Já os Portugueses com uma animosa alegria se chegavam ao muro, e a artilharia da banda do mar disparava, quando os da Cidade começaram de enfraquecer, e deixadas suas estâncias (que pouco tempo sustentaram), começaram de fugir: seguindo-os os Portugueses com esforçados corações, e entrando em seu alcance dentro na Cidade, chegaram ao meio dela, onde em uma ponte, que sobre um rio por onde entram navios, que pelo meio da Cidade corre, estava, tinha o Rei feito sua defensa, e posto a força de sua gente; e fortalecendo mais esta estância, recolheu nela os que fugiam; e por o rio se não poder passar a vau pelos Portugueses, se fez forte na ponte. Ali se azedou mais a peleja, todavia os Portugueses favorecidos da esperança, e os imigos cortados do medo das armas Portuguesas, tão rijamente apertaram com os infiéis, que não estimando as armas deles, nem seus alifantes com castelos de frecheiros, nem a dificuldade do vau, com ferro abriram caminho por meio dos imigos, dos quais uns se metiam com desesperação pelas armas Portuguesas, outros se deitavam ao rio pera se salvarem; finalmente em cabo de poucas horas fugiram todos, e o Rei com eles, indo ferido. Foi entrada a Cidade e saqueada, muitos imigos mortos: foi nela achada muita quantidade de ouro e prata, acharam-se nela muitos aparelhos e munições de guerra, entre as quais foram duas mil peças de artilharia; foram tomados sete alifantes costumados à guerra com seus castelos e encaixados deles tecidos de ouro, e muito ricamente guarnecidos, de maneira que não somente os homens, mas os brutos daquele Reino ficaram obedecendo ao Império Português.

Feita no Sacro Palácio, em Roma, no mês de Outubro do ano de mil quinhentos e treze142.

Vicente retoma o desfiar das suas memórias:

– Depois de toda a gente ter recolhido aos navios, os capitães foram nos seus batéis à capitânia perguntar a Albuquerque por que razão não quisera seguir a vitória, quando já tinham tomado as tranqueiras. Sem mostrar zanga no rosto ou na voz, ele deu a todos muitos louvores pelo ânimo que haviam mostrado em combate, dizendo-lhes, se bem me lembro e Calvo me há-de corrigir se me enganar: – Senhores, bem vejo como a vontade de vossos corações e as obras de vossas mãos são dignas de grandes merecimentos. Contudo, muito vos peço por mercê, que vos sofrais e me deixeis ir com esta cousa de pouso em pouso, porque é mui grande para logo arrematar, visto sermos poucos e termos muitos contrairos. Tenhamos confiança na paixão de Nosso Senhor, que por sua misericórdia porá esta cidade em nossas mãos, se houver esta empresa por seu santo serviço.
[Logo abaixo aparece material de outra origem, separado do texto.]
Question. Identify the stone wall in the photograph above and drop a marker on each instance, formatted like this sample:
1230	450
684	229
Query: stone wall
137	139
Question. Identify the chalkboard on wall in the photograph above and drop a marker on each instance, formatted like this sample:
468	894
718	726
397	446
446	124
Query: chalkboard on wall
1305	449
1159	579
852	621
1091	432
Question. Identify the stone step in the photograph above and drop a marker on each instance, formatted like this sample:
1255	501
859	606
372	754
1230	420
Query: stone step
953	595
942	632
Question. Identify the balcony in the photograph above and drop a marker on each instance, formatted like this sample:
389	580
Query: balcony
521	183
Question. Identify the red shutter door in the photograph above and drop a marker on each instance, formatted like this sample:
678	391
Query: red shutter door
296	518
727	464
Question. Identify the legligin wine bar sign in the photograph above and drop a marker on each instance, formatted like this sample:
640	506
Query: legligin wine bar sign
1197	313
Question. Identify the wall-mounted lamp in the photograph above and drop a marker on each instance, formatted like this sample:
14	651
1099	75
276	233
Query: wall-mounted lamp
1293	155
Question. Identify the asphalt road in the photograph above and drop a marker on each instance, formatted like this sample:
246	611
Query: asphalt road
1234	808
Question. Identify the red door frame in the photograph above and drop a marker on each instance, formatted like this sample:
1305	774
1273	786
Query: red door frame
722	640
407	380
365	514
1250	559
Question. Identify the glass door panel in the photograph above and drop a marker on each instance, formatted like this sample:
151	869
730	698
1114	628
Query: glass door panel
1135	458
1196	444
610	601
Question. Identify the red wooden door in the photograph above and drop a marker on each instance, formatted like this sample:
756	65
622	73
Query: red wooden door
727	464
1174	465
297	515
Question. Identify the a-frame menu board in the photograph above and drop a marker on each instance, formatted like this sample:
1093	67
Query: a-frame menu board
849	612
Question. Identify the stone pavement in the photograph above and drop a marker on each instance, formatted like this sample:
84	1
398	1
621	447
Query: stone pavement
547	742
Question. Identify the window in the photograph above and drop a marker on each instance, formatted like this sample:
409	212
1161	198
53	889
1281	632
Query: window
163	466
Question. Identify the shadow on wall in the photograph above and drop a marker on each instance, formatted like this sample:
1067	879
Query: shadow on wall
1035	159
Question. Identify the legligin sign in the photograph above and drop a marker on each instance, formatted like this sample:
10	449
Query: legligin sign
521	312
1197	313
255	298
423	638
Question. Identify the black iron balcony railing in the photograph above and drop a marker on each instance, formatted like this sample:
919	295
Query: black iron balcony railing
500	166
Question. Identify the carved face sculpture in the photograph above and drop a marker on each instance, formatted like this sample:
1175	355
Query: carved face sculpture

E eu queria que ela fosse o mais barato que pudesse em sangue de portugueses.

– Foi assi mesmo, sem tirar nem pôr! – aplaude Calvo. – Os capitães ficaram comovidos com a resposta do governador, caindo na boa razão e volvendo aos navios a reparar os danos e aparelhar as suas gentes para novo assalto. Vossa mercê lembra-se da troca de recados que então se passou entre el-rei Mahamed e Albuquerque?

Vicente solta uma risada.

– Até teve graça! Mahamed tinha o topete de se mostrar escandalizado por Albuquerque lhe fazer guerra, depois de ele lhe ter entregado os cativos, que eram o pomo da discórdia.